TEHERAN – Kekuatan bersenjata Republik Islam Iran secara resmi menyatakan sumpah setia mereka kepada Pemimpin Revolusi Islam yang baru, Ayatollah Seyed Mojtaba Khamenei.

Dalam pernyataan terpisah yang dirilis secara serentak, Korps Garda Revolusi Islam (IRGC), Kementerian Pertahanan, Dewan Pertahanan, hingga Pasukan Quds menegaskan komitmen penuh mereka untuk berdiri di belakang kepemimpinan baru ini.

Read More

Momentum ini dianggap sebagai titik krusial dalam peta politik Teheran, sekaligus menunjukkan soliditas militer di tengah tekanan eksternal yang kian meningkat.
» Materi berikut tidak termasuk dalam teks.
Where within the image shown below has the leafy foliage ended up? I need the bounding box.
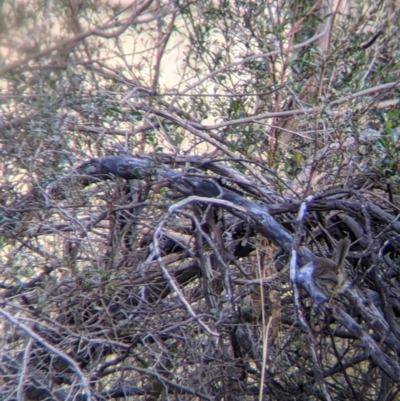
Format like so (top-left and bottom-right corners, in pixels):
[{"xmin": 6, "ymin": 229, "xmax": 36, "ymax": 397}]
[{"xmin": 0, "ymin": 0, "xmax": 400, "ymax": 400}]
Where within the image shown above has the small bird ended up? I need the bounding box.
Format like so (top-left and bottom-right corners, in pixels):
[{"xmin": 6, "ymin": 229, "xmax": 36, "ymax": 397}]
[{"xmin": 297, "ymin": 238, "xmax": 351, "ymax": 303}]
Pernyataan kesetiaan dari jajaran militer tertinggi tersebut tidak hanya mencerminkan kepatuhan terhadap hierarki kepemimpinan yang baru, tetapi juga menekankan kesiapan tempur mereka dalam menjaga nilai-nilai dan prinsip Republik Islam.

Deklarasi ini muncul di saat Iran sedang menghadapi agresi militer skala besar dari Amerika Serikat dan rezim Zionis sejak akhir Februari lalu. Pihak militer menegaskan bahwa transisi kepemimpinan ini justru akan memperkuat dedikasi mereka terhadap keamanan nasional dan stabilitas kawasan di tengah situasi perang yang dipaksakan oleh pihak asing.

Proses penunjukan Ayatollah Seyed Mojtaba Khamenei sendiri dilakukan oleh Majelis Pakar Iran pada dini hari tanggal 9 Maret.

Setelah melalui tinjauan yang presisi dan ekstensif, Majelis Pakar memenuhi tugas konstitusionalnya dengan memilih Mojtaba sebagai Pemimpin Revolusi Islam ketiga, menggantikan mendiang Ayatollah Seyed Ali Khamenei yang telah memimpin Iran selama 37 tahun.

Keputusan ini diambil melalui pemungutan suara dengan mayoritas mutlak anggota majelis, meskipun proses pemilihan berlangsung di bawah ancaman langsung dan kondisi peperangan yang sedang berkecamuk.

Majelis Pakar, dalam pernyataan resminya, juga menyampaikan belasungkawa atas syahidnya Ayatollah Seyed Ali Khamenei akibat serangan gabungan AS-Israel pada 28 Februari.

Mereka menegaskan bahwa meskipun musuh mencoba melumpuhkan sistem pengambilan keputusan di Teheran, institusi negara tetap berjalan stabil dan efektif.

Sebagai badan yang anggotanya dipilih langsung oleh rakyat setiap delapan tahun sekali, Majelis Pakar memastikan bahwa transisi ini sah secara agama dan konstitusi guna menjaga kesinambungan revolusi di masa depan.